Not a lot happening at the moment:

El Tiempo. Radar - Composición Península y Baleares - Últimas 12 horas - Agencia Estatal de Meteorología - AEMET. Gobierno de España


----------



## xabiaxica (Jun 23, 2009)

country boy said:


> Not a lot happening at the moment:
> 
> El Tiempo. Radar - Composición Península y Baleares - Últimas 12 horas - Agencia Estatal de Meteorología - AEMET. Gobierno de España


huh - my picture disappeared!!! - must have been time-sensitive



here's a link


El Tiempo.

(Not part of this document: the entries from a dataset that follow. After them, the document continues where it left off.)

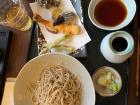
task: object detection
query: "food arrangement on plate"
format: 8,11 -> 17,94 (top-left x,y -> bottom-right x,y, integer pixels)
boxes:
31,0 -> 91,54
14,0 -> 137,105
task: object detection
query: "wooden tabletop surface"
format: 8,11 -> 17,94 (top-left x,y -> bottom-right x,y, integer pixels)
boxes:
2,0 -> 140,105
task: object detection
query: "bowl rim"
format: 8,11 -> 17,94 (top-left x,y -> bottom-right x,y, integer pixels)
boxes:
13,53 -> 96,105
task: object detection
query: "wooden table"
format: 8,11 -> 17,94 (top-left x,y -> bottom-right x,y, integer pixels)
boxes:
2,0 -> 140,105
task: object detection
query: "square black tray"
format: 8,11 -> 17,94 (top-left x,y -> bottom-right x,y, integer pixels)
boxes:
28,0 -> 133,105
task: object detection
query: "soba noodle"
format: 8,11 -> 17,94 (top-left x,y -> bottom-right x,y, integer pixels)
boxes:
31,65 -> 81,105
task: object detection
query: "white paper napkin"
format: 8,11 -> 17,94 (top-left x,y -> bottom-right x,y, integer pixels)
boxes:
30,0 -> 91,49
1,78 -> 16,105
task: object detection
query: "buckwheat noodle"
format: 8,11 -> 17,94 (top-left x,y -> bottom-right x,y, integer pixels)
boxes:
31,65 -> 81,105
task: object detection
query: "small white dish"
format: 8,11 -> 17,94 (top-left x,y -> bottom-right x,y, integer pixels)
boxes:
88,0 -> 136,30
92,66 -> 122,97
13,54 -> 95,105
100,31 -> 134,63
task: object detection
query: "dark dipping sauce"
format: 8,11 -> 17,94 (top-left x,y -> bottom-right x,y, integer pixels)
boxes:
94,0 -> 128,27
112,37 -> 128,52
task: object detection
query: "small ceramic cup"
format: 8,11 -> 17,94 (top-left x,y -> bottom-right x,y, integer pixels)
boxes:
100,31 -> 134,63
88,0 -> 136,30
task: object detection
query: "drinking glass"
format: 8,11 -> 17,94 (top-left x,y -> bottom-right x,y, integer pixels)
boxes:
0,0 -> 32,31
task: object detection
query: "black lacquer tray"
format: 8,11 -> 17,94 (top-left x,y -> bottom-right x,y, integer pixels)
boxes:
29,0 -> 133,105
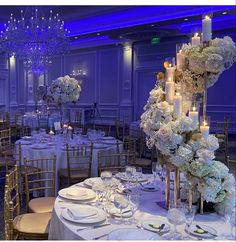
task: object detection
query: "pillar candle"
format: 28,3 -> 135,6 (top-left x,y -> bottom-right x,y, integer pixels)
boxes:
165,81 -> 175,104
176,50 -> 185,70
200,121 -> 209,139
192,33 -> 201,46
166,64 -> 175,81
174,93 -> 182,118
189,107 -> 198,127
202,16 -> 212,42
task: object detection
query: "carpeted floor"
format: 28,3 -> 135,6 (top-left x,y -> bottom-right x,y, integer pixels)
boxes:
0,135 -> 236,240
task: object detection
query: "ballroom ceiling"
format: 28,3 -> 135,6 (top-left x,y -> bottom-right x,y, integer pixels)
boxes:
0,5 -> 236,48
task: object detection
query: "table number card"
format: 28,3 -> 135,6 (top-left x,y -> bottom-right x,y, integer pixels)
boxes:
54,122 -> 61,130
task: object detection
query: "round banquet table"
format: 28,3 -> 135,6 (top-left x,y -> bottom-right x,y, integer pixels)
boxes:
16,135 -> 122,195
49,175 -> 230,240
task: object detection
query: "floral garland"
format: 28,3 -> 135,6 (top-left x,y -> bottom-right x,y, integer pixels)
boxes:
175,36 -> 236,97
47,75 -> 81,104
140,36 -> 236,214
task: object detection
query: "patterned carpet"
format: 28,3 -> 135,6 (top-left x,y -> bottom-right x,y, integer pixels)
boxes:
0,135 -> 236,240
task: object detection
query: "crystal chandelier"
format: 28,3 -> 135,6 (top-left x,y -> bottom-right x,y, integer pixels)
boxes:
0,8 -> 69,73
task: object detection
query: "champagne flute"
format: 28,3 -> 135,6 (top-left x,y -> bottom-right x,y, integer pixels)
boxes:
114,194 -> 129,222
128,193 -> 140,223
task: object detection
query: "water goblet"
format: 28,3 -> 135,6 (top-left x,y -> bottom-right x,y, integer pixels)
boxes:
152,162 -> 157,184
128,193 -> 140,223
114,194 -> 129,222
92,183 -> 106,206
184,204 -> 197,239
100,171 -> 112,187
229,208 -> 236,240
167,208 -> 185,240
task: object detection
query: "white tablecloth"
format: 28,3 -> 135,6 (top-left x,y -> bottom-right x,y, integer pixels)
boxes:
49,175 -> 230,240
16,135 -> 122,192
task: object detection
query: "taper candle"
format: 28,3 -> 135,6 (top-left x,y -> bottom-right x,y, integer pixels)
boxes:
173,92 -> 182,118
202,15 -> 212,42
200,121 -> 210,139
192,33 -> 201,46
189,107 -> 198,127
165,81 -> 175,104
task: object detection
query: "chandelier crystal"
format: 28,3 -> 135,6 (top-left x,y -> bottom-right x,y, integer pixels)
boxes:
0,9 -> 70,73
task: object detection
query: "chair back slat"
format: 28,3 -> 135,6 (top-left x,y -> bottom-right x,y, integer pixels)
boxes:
24,156 -> 56,209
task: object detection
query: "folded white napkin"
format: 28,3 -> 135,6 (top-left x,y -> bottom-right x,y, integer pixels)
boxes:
66,188 -> 88,197
67,208 -> 97,220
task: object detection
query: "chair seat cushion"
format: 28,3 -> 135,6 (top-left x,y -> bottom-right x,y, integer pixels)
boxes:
29,197 -> 56,213
13,213 -> 51,235
59,169 -> 89,179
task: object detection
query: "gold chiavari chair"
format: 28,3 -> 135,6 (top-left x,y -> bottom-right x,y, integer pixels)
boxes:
226,155 -> 236,168
59,144 -> 93,185
98,150 -> 133,175
24,156 -> 56,213
4,166 -> 51,240
0,128 -> 11,179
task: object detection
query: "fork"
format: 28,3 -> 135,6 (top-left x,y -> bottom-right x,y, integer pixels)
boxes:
92,233 -> 109,240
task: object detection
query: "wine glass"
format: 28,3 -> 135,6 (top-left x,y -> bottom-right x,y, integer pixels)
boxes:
92,183 -> 106,206
167,208 -> 185,240
114,194 -> 129,222
229,208 -> 236,239
100,171 -> 112,186
184,204 -> 197,239
152,162 -> 157,184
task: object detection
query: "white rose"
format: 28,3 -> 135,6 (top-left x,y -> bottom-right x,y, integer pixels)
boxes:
157,125 -> 173,142
197,149 -> 215,165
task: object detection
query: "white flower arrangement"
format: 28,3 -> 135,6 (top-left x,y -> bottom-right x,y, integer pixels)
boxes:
48,75 -> 81,104
140,79 -> 235,213
177,36 -> 236,96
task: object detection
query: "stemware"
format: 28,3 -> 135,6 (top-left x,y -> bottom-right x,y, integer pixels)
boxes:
101,171 -> 112,187
184,204 -> 197,238
114,194 -> 129,222
152,162 -> 157,184
230,208 -> 236,239
92,183 -> 106,206
128,193 -> 140,223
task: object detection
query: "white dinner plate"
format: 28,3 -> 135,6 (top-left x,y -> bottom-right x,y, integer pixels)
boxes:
116,172 -> 147,182
140,184 -> 159,192
142,217 -> 170,233
102,136 -> 115,140
101,140 -> 117,145
21,136 -> 33,140
58,187 -> 96,201
61,204 -> 106,224
84,177 -> 102,187
93,143 -> 108,149
189,224 -> 217,239
108,228 -> 161,240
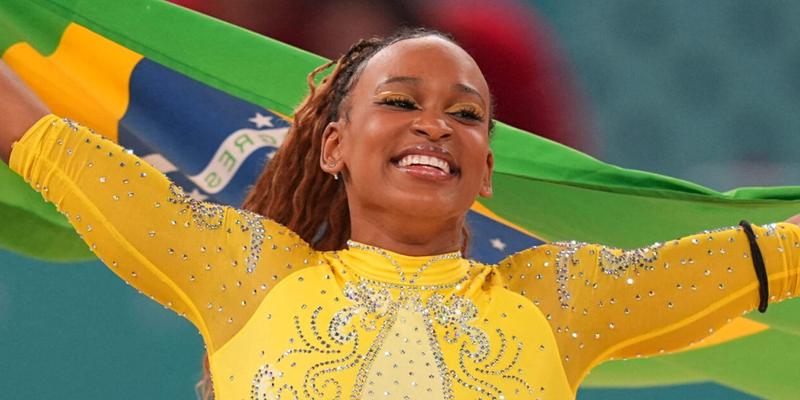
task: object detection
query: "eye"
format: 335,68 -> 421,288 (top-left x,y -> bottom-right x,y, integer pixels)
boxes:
377,93 -> 419,110
446,103 -> 485,122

Avisos meteorológicos - Hoy - Mapa - Agencia Estatal de Meteorología - AEMET. Gobierno de España


actually there are less on alert now than earlier.............


----------



## Guest (Sep 2, 2010)

Oh man, I want storms!


----------



## xabiaxica (Jun 23, 2009)

halydia said:


> Oh man, I want storms!


we just had one in our living room!!!


a 14 & an 11 year old at the end of a very loooooong holiday finally getting on each other's nerves!!


both cleaning their rooms now

seriously - I can feel the storm brewing in the sky above us - just wish it would hurry up..............


----------



## Guest (Sep 2, 2010)

xabiachica said:


> we just had one in our living room!!!
> 
> 
> a 14 & an 11 year old at the end of a very loooooong holiday finally getting on each other's nerves!!
> ...


Oh dear. I don't want one of those storms!!!! 
My OH was all excited when we were visting the US. He got to see a storm with a tornado warning and everything. I just want to see one here!


----------



## xabiaxica (Jun 23, 2009)

halydia said:


> Oh dear. I don't want one of those storms!!!!
> My OH was all excited when we were visting the US. He got to see a storm with a tornado warning and everything. I just want to see one here!


we get tornadoes


----------



## Guest (Sep 2, 2010)

xabiachica said:


> we get tornadoes


Oh my. I didn't mean I want a tornado, just a nice storm with more than four claps of thunder!


----------